Police said a supporter of the main opposition Bangladesh Nationalist Party (BNP) was hacked to death in the western town of Magura, and scores including a city mayor were injured just outside the capital Dhaka.
A senior police officer was also seriously injured by a small bomb in the capital's Hazaribagh area, during a series of clashes nationwide.
"Hit by seven splinters, the officer was rushed to hospital. He is seriously injured but now out of danger," Maruf Hossain, deputy commissioner of Dhaka police, told AFP.
At least 17 people have been killed since Friday when the opposition began a push to force Prime Minister Sheikh Hasina to quit.
After a series of mass rallies at the weekend, the BNP and its allies enforced a three-day general strike which ends later Tuesday.
But this is unlikely to ease tensions.
A court in Dhaka is due to give its verdict Wednesday on 823 soldiers accused of taking part in a mass mutiny in 2009 soon after Hasina came to power.
BNP leader Khaleda Zia, who has twice served as premier, has long been seen as close to the military. Her husband was a former army chief who became president in 1977 in the aftermath of a coup.
Zia, who has a notoriously toxic relationship with Hasina, has branded the current government "illegal" and says that under the law a neutral caretaker government must be set up three months before national elections, due in January.
Hasina has scrapped the caretaker system and instead proposed an all-party interim government led by herself to oversee the polls.
On Saturday Hasina invited Zia to hold talks and urged her to postpone the strike, during a 40-minute phone conversation believed to be the first time in at least a decade that they have spoken.
But leaked audiotape of the conversation showed they spent most of the time quarrelling over their past records.

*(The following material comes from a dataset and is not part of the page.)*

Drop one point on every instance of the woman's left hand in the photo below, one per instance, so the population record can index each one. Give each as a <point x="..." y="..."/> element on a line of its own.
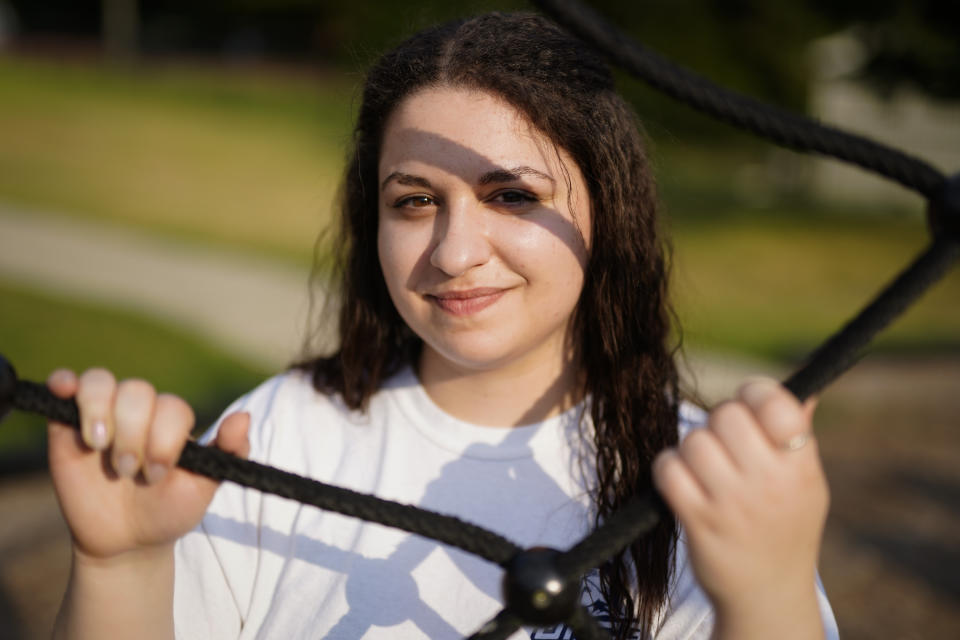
<point x="752" y="497"/>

"You killed people by carrying out the August 21 grenade attack," Hasina said during the call, referring to blasts at her rally in 2004 which killed at least 20 people and injured Hasina, then the opposition leader.
"We did not do the killing. The longer you live is better for us. The more indecent language you use, the better for us," said Zia.
Hasina also accused Zia of celebrating a fake birthday on August 15, which is also the anniversary of the assassination of Hasina's father who was the country's founding leader, along with almost her entire family.
Zia shouted back: "Can't anybody be born on that day?"
Bangladesh has been ruled alternately by Hasina and Zia since 1991, apart from when a military-backed government ran the country between 2007 and 2008.
Since independence in 1971 the country has seen at least 19 coups although the power of the military has diminished in recent years.
While no senior officers were implicated in the 2009 mutiny, the uprising fuelled the sense that many people serving in the military were opposed to Hasina.
Fifty-seven top army officers were killed in the event.
Lead prosecutor Baharul Islam told AFP that his legal team expects judges to hand down the death penalty on Wednesday against most of the accused, who include a former BNP lawmaker.
While the nation has a long history of political violence, this year has been the deadliest since the former East Pakistan broke away from Islamabad and gained independence.
At least 150 people have been killed since January after a controversial court began handing down death sentences on leaders allied to ex-premier Zia.